Winter Quarter: A Haiku
Winter quarter sucked
I am always dripping wet
That is what she said

Send your questions to

Dear Igor,
When I study, I need it to be absolutely quiet, which is why I only study at the library. But sometimes, even the library isn’t quiet enough because people are whispering or typing, so I search for a group study room where I can be alone with my homework. Only thing is, I have never seen an empty study room. They are always full. How do people grab those? Is there some kind of reservation system? How can I get me a nice, quiet, study room?

Soundless Scholar

Dear Scholar,
I hear you, woman, and I used to suffer just like you. In need of some sequestration, I would go from study room to study room, only to encounter frustration after frustration. I would press my face against the glass and breathe heavily, staring in like a 31-year-old single woman outside of Tiffany’s. Those studying inside would stop and stare back at me, and all I could do was claw at the glass, moaning, with dribble slowly spilling down my chin.

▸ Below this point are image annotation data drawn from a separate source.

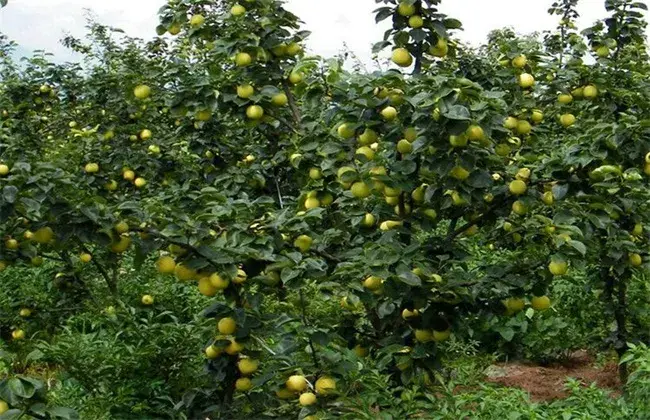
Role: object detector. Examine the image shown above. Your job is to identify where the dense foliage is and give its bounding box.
[0,0,650,420]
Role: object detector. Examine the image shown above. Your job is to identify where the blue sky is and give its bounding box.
[0,0,640,63]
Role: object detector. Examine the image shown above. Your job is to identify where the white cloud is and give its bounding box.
[0,0,644,63]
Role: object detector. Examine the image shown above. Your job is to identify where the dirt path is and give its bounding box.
[486,352,621,401]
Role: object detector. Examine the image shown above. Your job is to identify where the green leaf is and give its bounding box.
[398,270,422,286]
[568,240,587,255]
[440,105,471,121]
[47,407,79,420]
[467,171,494,188]
[497,327,515,341]
[0,410,23,420]
[2,185,18,203]
[7,378,35,398]
[552,184,569,200]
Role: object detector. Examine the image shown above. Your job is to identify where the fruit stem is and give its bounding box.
[282,80,301,126]
[79,242,117,298]
[298,289,320,371]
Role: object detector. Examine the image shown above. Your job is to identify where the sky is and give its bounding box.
[0,0,644,65]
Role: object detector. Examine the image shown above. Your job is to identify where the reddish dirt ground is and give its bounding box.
[487,352,621,401]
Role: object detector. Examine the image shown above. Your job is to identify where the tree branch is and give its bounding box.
[298,289,320,370]
[282,79,302,126]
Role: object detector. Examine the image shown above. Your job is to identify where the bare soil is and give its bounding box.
[487,351,622,401]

But all that has changed because I have become a terrible, terrible person. And after reading this column, if you put your mind to it, you can be a terrible person, too. There are several ways.

The best strategy is pretending to be a library staff member. What I’ll do is put on a collared shirt or something, and tell the students in my future study room that “I’m so sorry, but this space is scheduled for inspection, so I’m going to have to ask you to head out in the next ten minutes.” Then, as soon as they leave, I slither in and spend the next several hours inspecting my homework in sweet, sweet solitude.

Part of why I’m an awful person is because I like messing with people, so sometimes I will go into a study room and ask if I can sit with those inside since “everywhere else is full.” They usually say yes, and so I sit down, quietly reading over my notes, not disturbing anyone. But after about five minutes, I start mumbling quiet threats like “And they said ‘Sure, you can sit here,’ well I’m not sitting for anybody … I’ll study when everyone else is dead … Jesus was a vegetarian.” Phrases like these are magical, and the longest any group has lasted is 15 minutes before being sufficiently creeped out and leaving me alone.

If all else fails, just go to the fourth floor with a bunch of blankets, stack some chairs, and erect your own mega study fort. You probably won’t get much studying done, but who doesn’t love mega forts?